Penalties for a First Florida DUI Offense
The fine for a first DUI ranges from $500 to $1,000. Defendants may also be sentenced to 50 hours of community service. The potential maximum sentence of incarceration is six for a first offense. In cases involving a BAC of greater than .15 percent, the maximum is nine months. The vehicle will be impounded for 10 days upon conviction. A person’s driver’s license can be revoked for a period of 180 days to one year. In some cases, a person may be required to use an ignition interlock device in their vehicle for a minimum of six months, if hardship is claimed.

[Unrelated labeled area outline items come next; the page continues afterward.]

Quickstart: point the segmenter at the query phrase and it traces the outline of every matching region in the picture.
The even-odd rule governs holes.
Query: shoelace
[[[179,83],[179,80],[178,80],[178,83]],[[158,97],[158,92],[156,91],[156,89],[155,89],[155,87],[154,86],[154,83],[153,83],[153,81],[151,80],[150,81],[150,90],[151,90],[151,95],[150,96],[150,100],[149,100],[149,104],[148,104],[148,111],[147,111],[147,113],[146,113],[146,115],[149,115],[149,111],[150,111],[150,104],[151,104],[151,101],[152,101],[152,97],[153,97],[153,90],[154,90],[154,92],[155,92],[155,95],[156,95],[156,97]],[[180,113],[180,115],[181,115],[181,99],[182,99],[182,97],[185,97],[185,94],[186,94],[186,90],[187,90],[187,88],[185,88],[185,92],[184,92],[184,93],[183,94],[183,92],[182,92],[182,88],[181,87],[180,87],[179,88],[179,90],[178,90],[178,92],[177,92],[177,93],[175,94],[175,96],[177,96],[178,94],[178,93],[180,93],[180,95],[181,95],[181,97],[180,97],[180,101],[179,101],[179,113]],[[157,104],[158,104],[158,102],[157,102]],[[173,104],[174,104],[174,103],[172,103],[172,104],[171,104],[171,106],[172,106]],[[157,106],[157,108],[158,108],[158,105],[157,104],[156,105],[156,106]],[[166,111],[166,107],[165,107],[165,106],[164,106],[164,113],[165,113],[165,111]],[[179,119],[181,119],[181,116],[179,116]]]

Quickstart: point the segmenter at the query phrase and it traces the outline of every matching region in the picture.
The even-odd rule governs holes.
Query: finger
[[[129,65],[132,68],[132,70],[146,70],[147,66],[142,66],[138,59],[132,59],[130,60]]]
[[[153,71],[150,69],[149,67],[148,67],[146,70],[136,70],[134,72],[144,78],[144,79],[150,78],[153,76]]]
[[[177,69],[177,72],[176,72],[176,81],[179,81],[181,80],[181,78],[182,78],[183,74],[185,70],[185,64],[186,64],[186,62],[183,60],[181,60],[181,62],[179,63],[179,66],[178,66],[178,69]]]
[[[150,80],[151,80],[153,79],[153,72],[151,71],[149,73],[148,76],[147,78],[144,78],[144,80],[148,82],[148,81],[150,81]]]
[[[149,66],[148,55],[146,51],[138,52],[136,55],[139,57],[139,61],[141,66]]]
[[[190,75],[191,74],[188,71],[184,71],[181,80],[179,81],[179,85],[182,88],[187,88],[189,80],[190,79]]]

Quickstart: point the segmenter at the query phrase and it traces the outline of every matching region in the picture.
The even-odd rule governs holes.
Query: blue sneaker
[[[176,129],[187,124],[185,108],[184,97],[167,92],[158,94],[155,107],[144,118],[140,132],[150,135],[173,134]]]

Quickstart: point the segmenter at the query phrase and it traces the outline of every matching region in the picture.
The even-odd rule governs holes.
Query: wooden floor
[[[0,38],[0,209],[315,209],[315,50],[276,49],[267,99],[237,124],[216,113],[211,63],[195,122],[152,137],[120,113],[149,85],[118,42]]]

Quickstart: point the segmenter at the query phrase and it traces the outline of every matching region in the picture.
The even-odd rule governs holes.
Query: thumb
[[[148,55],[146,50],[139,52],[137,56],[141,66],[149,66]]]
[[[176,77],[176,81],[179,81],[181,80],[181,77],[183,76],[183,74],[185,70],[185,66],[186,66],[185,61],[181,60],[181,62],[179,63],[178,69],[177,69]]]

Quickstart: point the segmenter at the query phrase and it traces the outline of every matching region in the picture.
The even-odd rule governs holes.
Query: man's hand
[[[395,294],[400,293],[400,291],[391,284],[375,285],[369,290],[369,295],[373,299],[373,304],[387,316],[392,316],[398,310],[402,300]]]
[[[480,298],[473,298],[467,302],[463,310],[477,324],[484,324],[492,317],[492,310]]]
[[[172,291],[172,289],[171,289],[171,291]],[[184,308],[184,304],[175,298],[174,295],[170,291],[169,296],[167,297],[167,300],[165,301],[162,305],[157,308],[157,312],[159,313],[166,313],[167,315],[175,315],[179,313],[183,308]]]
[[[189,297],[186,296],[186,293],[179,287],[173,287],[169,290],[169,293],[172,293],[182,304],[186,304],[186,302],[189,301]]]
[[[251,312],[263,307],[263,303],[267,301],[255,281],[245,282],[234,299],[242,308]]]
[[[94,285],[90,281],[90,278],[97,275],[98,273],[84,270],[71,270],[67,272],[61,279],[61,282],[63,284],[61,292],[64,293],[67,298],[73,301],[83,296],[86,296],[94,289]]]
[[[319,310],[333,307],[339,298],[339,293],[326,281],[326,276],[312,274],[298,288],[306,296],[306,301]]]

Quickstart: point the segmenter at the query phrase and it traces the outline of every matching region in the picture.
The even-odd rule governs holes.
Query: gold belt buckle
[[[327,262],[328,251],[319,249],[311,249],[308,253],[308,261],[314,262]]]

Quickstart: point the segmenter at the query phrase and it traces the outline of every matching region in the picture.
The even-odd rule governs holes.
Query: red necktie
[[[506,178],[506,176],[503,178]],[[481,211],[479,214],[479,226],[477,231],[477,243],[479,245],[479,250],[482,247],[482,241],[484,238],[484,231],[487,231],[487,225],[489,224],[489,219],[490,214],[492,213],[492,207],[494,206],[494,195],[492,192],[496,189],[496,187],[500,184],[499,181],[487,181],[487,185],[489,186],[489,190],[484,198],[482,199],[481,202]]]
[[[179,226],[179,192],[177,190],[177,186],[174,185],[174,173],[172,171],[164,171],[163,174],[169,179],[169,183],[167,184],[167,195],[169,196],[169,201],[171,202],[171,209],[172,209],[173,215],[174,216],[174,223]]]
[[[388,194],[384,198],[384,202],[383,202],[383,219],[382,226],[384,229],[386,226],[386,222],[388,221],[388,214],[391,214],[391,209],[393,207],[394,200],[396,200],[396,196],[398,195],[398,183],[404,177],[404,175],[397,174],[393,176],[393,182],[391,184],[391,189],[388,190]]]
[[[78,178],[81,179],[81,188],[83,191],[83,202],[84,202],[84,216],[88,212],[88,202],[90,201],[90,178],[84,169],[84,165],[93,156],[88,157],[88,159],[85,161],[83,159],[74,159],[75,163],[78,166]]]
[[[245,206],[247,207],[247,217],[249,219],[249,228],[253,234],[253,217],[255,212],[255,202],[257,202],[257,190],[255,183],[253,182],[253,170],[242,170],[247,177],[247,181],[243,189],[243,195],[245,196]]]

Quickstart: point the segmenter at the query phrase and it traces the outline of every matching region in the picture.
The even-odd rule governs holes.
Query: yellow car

Penalties for a Second Florida DUI Offense
The fine for a second DUI ranges from $1,000 to $2,000. The period of incarceration can be up to nine months. The vehicle will be impounded for 30 days, and the minimum driver’s license suspension is five years. A person may also be ordered to install an ignition interlock device for a period of one to two years.
Florida Penalties for a Third DUI Offense
The fine for a third DUI ranges from $1,000 to $5,000. The period of incarceration can be up to a year. The vehicle will also be impounded for 90 days, and the person’s driver’s license ma revoked for no less than 10 years. An ignition interlock device may also be required for the two years following the conviction.
Florida Penalties for a Fourth DUI Offense and Beyond
A fourth or subsequent DUI becomes a felony and is punishable by a maximum prison sentence of five years and a minimum fine of $1,000 with a maximum of $5,000. A convicted person’s driver’s license may be permanently revoked. However, a bill was passed in 2010 that allowed some drivers who were convicted a fourth time to apply for restricted reinstatement. This is only possible if the person was not charged with manslaughter and if the person completes an alcohol treatment program within six months of reinstatement. Additionally, the vehicle involved may be seized and disposed of.
Penalties for Refusal to Submit to Testing in Florida
Florida’s implied consent law requires drivers to submit to a blood, breath or urine test. Refusal to submit to these tests is a separate violation that carries an automatic license suspension. The penalties for refusal include fines and mandatory license suspension.